Senyum kecut tersungging di bibir Amelia.
Lyla "dipindahkan" keluar dari akademi.
Menurut Siwoo, Lyla kemungkinan adalah musuh atau bagian dari organisasi yang sama dengan Arte tetapi memiliki hubungan yang buruk dengannya.
Akibat konfrontasi antara keduanya, Lyla meninggal.
Arte tampaknya tidak berniat membunuh Siwoo.
…Itulah yang dikatakannya.
Pasti menjadi beban bagi akademi jika insiden terjadi satu per satu.
Melihat bagaimana mereka menutupinya sebagai sebuah "perpindahan."
Ya, itu bukan hal yang tidak bisa dimengerti.
Seorang murid akademi berkhianat menjadi penjahat.
Sekalipun Akademi berhasil melewati insiden monster itu, insiden yang lebih besar terjadi tak lama setelahnya.
Mereka pasti berusaha semaksimal mungkin untuk menutupinya.
"…Kalian semua mendaftar di akademi untuk menjadi pahlawan. Sebagai pahlawan, kalian harus mampu menyelamatkan warga sipil dalam keadaan darurat."
Para siswa setuju dengan kata-kata Claire.
Keselamatan warga sipil adalah prioritas utama.

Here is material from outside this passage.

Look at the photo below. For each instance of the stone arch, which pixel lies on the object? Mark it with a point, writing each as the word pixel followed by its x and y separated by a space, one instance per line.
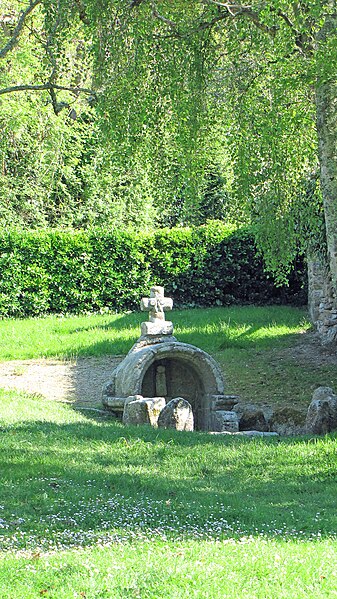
pixel 171 369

Itu bukan pernyataan yang salah.
"Kelas besok akan berenang sebagai persiapan pelatihan penyelamatan di air jika terjadi bencana air."
"Oooooh!"
Kelas renang?
Celoteh gembira para pelajar bergema dari mana-mana.

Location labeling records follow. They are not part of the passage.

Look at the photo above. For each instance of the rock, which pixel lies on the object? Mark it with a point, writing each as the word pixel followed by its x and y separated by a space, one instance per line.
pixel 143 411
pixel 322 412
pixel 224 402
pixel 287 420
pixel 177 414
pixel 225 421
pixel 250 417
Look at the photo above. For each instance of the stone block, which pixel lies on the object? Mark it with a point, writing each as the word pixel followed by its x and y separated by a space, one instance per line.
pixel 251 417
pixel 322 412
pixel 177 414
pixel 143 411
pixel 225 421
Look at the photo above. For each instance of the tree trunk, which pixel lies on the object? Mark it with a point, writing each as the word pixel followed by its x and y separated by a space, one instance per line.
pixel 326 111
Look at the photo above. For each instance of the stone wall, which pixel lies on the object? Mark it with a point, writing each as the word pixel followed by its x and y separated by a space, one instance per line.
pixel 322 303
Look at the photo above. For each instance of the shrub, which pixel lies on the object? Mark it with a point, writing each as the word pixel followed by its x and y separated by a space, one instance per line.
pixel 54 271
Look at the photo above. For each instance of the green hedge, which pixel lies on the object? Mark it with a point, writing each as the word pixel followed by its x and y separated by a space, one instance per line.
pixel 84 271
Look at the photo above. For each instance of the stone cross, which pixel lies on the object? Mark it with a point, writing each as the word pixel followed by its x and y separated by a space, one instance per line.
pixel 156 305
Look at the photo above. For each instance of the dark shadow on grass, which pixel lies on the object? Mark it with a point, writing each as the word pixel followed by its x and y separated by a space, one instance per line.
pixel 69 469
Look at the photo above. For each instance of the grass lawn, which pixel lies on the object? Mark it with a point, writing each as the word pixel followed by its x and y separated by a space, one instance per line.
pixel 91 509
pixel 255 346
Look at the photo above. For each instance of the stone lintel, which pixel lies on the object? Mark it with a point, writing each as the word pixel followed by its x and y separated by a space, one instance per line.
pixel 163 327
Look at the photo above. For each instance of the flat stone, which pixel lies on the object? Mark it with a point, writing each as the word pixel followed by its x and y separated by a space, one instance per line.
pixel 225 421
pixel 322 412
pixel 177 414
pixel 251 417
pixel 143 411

Mereka masih berstatus murid dan masih senang bermain air.
Wajar saja jika mereka bersemangat berenang.
"Diam! … Seorang pahlawan harus bisa berenang. Dalam bencana air, bisakah kamu menyebut dirimu pahlawan jika kamu yang diselamatkan?!"
"Tidak, Bu!"
"Baiklah. Datanglah ke kelas besok dengan baju renangmu. Itu saja."
Setelah Claire pergi,
Suara kegembiraan para pelajar mengalir dari mana-mana.

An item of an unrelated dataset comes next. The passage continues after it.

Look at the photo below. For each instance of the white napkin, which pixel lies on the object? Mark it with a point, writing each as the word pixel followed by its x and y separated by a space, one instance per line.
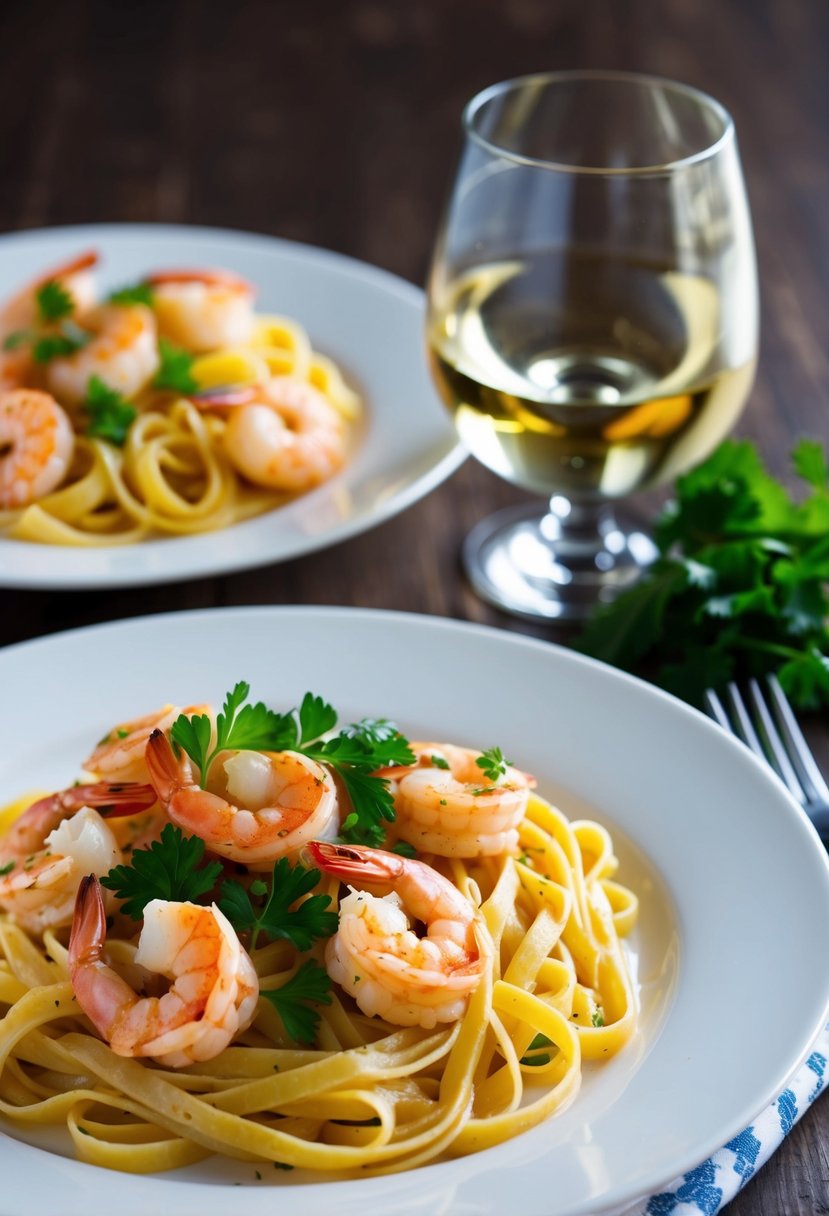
pixel 706 1189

"Berenang, aku menantikannya."
"Ya. Aku penasaran apakah yang kubeli terakhir kali masih muat?"
"Kamu harusnya beli yang baru. Kamu jadi tambah gemuk, ya?"
"…Kamu mau berantem?"
Renang.
Di tengah-tengah obrolan riuh para siswa, Amelia tiba-tiba menyentuh perutnya.
'...Mungkin berat badanku tidak bertambah sebanyak itu, kan?'
"Apakah kamu tahu cara berenang, Amelia?"
"Tentu saja. Itu hal dasar, bukan?"
"Kurasa begitu. Lega rasanya."
Mendengar perkataan Siwoo, Amelia menjawab singkat namun kemudian tiba-tiba membeku.
Melihat Amelia berhenti tiba-tiba, Siwoo memanggil dengan khawatir.
"A, Amelia? …Kamu baik-baik saja? Apakah kamu terluka di suatu tempat?"
Siwoo.
Kelas renang.
Arte Iris.
Dan dia, Amelia.
…Ini dia!
Simulasi mengalir dalam kepala Amelia.
Dengan ini, mereka mungkin bisa menemukan bukti dari "Author" itu!
Amelia yakin.
"Dengar, Siwoo."
"Oh, oh, syukurlah. Kupikir kau terluka di suatu tempat…"
"Itu bukan hal penting."
"…Hah?"
Tidakkah dia menyadari pentingnya hal itu ketika dia mendengar tentang kelas renang?
Aku memutuskan untuk bertanya apakah ada sesuatu yang terlintas di pikiran Siwoo.
"Kelas renang, kelas renang. …Apakah kamu mengerti maksudnya?"
"Tidak, aku tidak."
Bagaimana mungkin dia tidak memikirkan hal ini?
Amelia merasa frustrasi.
Dia tidak punya pilihan selain menjelaskan ide cemerlangnya kepada Siwoo.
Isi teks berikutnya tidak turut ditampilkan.